Implement BFS algorithm
Problem Statement
Given a graph represented as an adjacency list and a starting vertex, perform a Breadth-First Search (BFS) traversal and return the order in which vertices are visited.
Example:
- Input:
V = 5, Edges = [[0,1],[0,2],[1,3],[2,4]], start = 0 - Output:
[0, 1, 2, 3, 4]
Noob-Friendly Explanation
Imagine you're standing at the entrance of a building and you want to explore every room. BFS means you first visit all the rooms directly connected to where you are before going deeper. It's like ripples in a pond — the wave goes outward level by level.
You use a queue (first-in-first-out line, like a queue at a store). You put the starting room in the queue, then keep taking a room out, visiting it, and adding its unvisited neighbors to the back of the queue.
Approach 1: Brute Force (Using Adjacency Matrix)
Intuition
Store the graph using an adjacency matrix and perform BFS using a queue. For each vertex, scan the entire row to find its neighbors.
Algorithm
- Create a V×V adjacency matrix from the edges.
- Use a queue starting with the source vertex.
- Mark the source as visited.
- While the queue is not empty, dequeue a vertex, print it, and enqueue all unvisited neighbors found by scanning the matrix row.
import java.util.LinkedList;
import java.util.Queue;
public class BFSBruteForce {
public static void bfs(int V, int[][] edges, int start) {
int[][] matrix = new int[V][V];
for (int[] edge : edges) {
matrix[edge[0]][edge[1]] = 1;
matrix[edge[1]][edge[0]] = 1;
}
boolean[] visited = new boolean[V];
Queue<Integer> queue = new LinkedList<>();
visited[start] = true;
queue.add(start);
while (!queue.isEmpty()) {
int node = queue.poll();
System.out.print(node + " ");
// Scan entire row to find neighbors — O(V) per vertex
for (int i = 0; i < V; i++) {
if (matrix[node][i] == 1 && !visited[i]) {
visited[i] = true;
queue.add(i);
}
}
}
}
public static void main(String[] args) {
int V = 5;
int[][] edges = {{0,1},{0,2},{1,3},{2,4}};
bfs(V, edges, 0); // Output: 0 1 2 3 4
}
}Complexity Analysis
- Time Complexity: O(V^2) — for each vertex we scan an entire row of size V.
- Space Complexity: O(V^2) — the adjacency matrix takes V×V space.
Approach 2: Optimal (Using Adjacency List)
Intuition
Store the graph using an adjacency list so we only look at actual neighbors instead of scanning all V vertices. Use a queue for BFS traversal.
Algorithm
- Build an adjacency list from the edges.
- Create a visited array and a queue.
- Mark the starting vertex as visited and enqueue it.
- While the queue is not empty, dequeue a vertex, process it, and enqueue all unvisited neighbors.

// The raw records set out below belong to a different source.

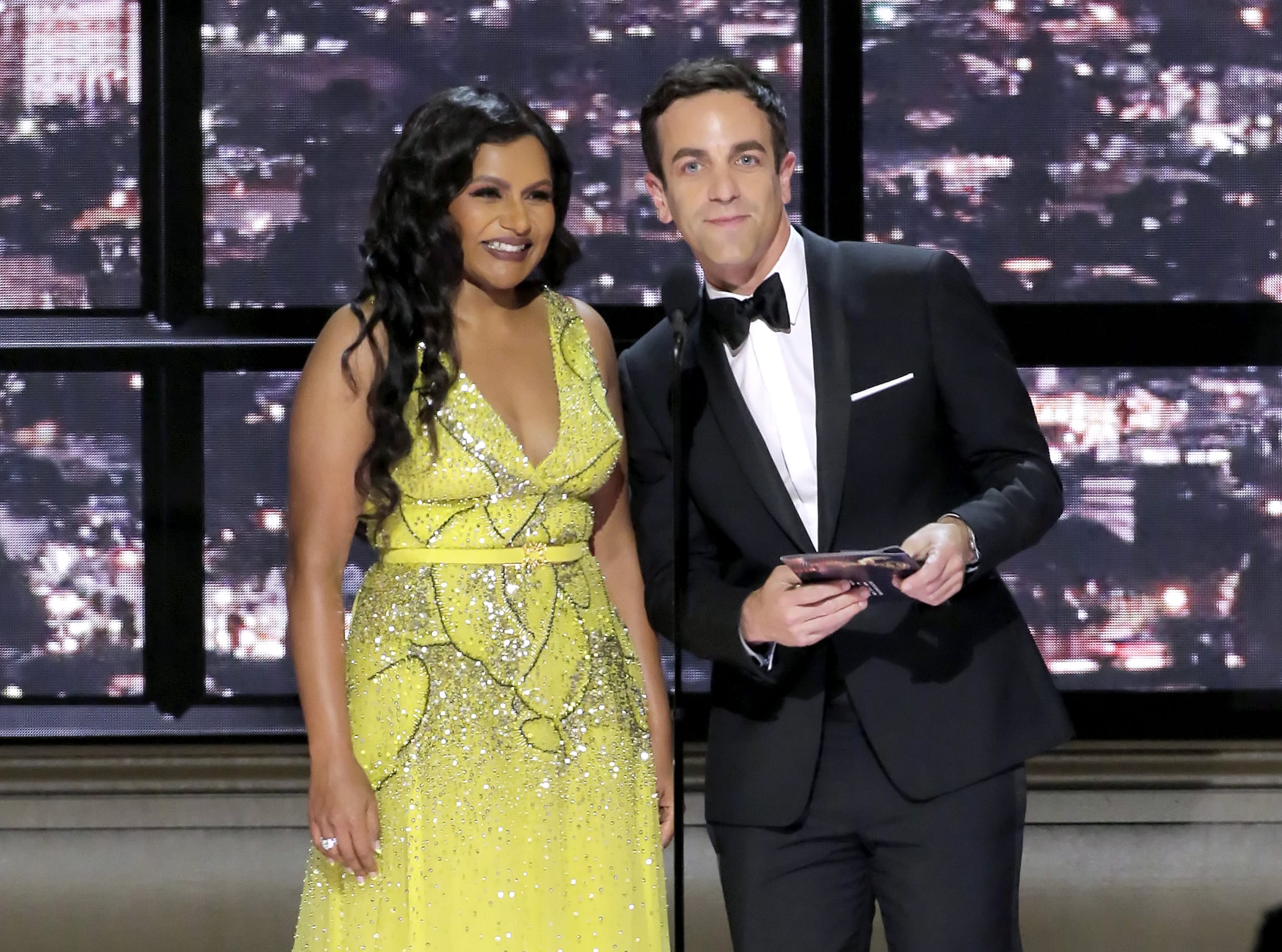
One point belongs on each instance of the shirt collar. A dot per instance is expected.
(791, 270)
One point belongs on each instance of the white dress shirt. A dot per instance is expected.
(775, 372)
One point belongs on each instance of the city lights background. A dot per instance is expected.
(71, 535)
(303, 100)
(1166, 572)
(69, 154)
(1080, 150)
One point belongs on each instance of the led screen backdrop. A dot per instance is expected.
(1166, 570)
(1080, 150)
(247, 487)
(68, 154)
(303, 100)
(71, 535)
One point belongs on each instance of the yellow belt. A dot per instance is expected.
(533, 555)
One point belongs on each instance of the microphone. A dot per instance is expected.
(680, 292)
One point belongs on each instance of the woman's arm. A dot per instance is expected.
(330, 431)
(616, 550)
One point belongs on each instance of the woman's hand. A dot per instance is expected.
(667, 802)
(344, 815)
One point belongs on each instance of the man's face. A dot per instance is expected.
(721, 186)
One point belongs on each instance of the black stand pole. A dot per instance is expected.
(680, 568)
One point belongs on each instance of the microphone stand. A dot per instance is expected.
(680, 583)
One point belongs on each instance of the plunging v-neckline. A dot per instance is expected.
(561, 411)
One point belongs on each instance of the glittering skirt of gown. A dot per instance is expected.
(499, 709)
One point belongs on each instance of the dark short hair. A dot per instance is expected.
(695, 77)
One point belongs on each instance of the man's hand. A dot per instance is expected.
(787, 612)
(944, 550)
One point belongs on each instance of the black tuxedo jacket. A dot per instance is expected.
(946, 695)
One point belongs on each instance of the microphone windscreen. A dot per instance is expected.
(680, 290)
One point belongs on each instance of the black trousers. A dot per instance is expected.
(945, 872)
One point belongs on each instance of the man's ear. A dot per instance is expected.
(786, 168)
(658, 197)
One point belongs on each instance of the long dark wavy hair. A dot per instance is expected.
(414, 263)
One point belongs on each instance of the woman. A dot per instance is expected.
(491, 762)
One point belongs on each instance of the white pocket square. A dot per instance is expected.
(879, 387)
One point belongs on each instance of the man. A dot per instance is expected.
(857, 749)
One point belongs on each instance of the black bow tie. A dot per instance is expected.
(732, 317)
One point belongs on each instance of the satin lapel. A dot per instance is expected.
(745, 440)
(831, 340)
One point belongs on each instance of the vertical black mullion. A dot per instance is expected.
(816, 93)
(150, 161)
(844, 120)
(156, 672)
(173, 456)
(182, 158)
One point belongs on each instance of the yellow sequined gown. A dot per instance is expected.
(499, 709)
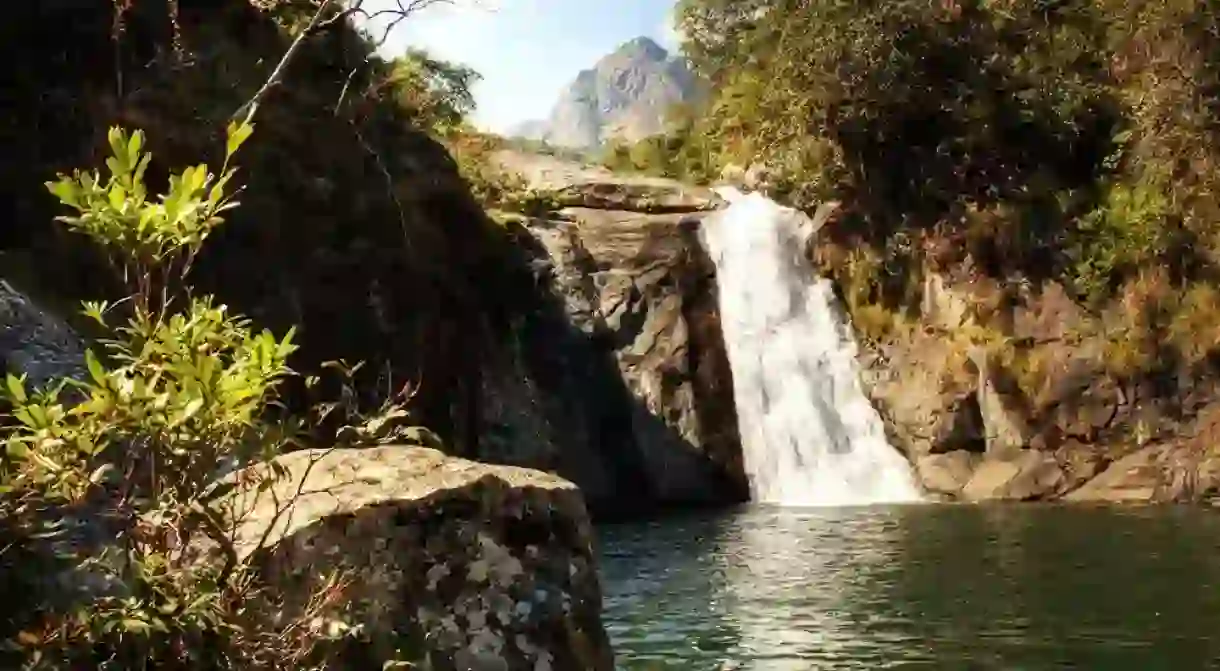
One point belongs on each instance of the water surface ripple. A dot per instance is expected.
(1019, 587)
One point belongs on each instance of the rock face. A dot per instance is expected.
(626, 94)
(467, 565)
(35, 343)
(1066, 430)
(621, 382)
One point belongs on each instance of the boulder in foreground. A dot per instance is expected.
(469, 565)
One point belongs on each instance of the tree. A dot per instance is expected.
(181, 394)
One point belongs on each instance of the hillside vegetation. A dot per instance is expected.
(356, 225)
(1068, 140)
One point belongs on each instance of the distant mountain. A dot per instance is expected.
(533, 129)
(624, 95)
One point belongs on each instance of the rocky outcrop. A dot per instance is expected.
(1024, 409)
(626, 95)
(35, 343)
(465, 565)
(624, 353)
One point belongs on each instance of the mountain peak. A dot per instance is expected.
(625, 95)
(644, 46)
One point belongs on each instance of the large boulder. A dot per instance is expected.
(469, 565)
(34, 342)
(620, 378)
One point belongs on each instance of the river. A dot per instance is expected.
(1004, 587)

import java.util.ArrayList;
import java.util.LinkedList;
import java.util.List;
import java.util.Queue;
public class BFSOptimal {
public static List<Integer> bfs(int V, int[][] edges, int start) {
// Build adjacency list
List<List<Integer>> adj = new ArrayList<>();
for (int i = 0; i < V; i++) {
adj.add(new ArrayList<>());
}
for (int[] edge : edges) {
adj.get(edge[0]).add(edge[1]);
adj.get(edge[1]).add(edge[0]);
}
List<Integer> result = new ArrayList<>();
boolean[] visited = new boolean[V];
Queue<Integer> queue = new LinkedList<>();
visited[start] = true;
queue.add(start);
while (!queue.isEmpty()) {
int node = queue.poll();
result.add(node);
for (int neighbor : adj.get(node)) {
if (!visited[neighbor]) {
visited[neighbor] = true;
queue.add(neighbor);
}
}
}
return result;
}
public static void main(String[] args) {
int V = 5;
int[][] edges = {{0,1},{0,2},{1,3},{2,4}};
List<Integer> result = bfs(V, edges, 0);
System.out.println(result); // [0, 1, 2, 3, 4]
}
}Complexity Analysis
- Time Complexity: O(V + E) — each vertex and edge is processed exactly once.
- Space Complexity: O(V) — for the visited array and queue (adjacency list takes O(V + E) but that's the input).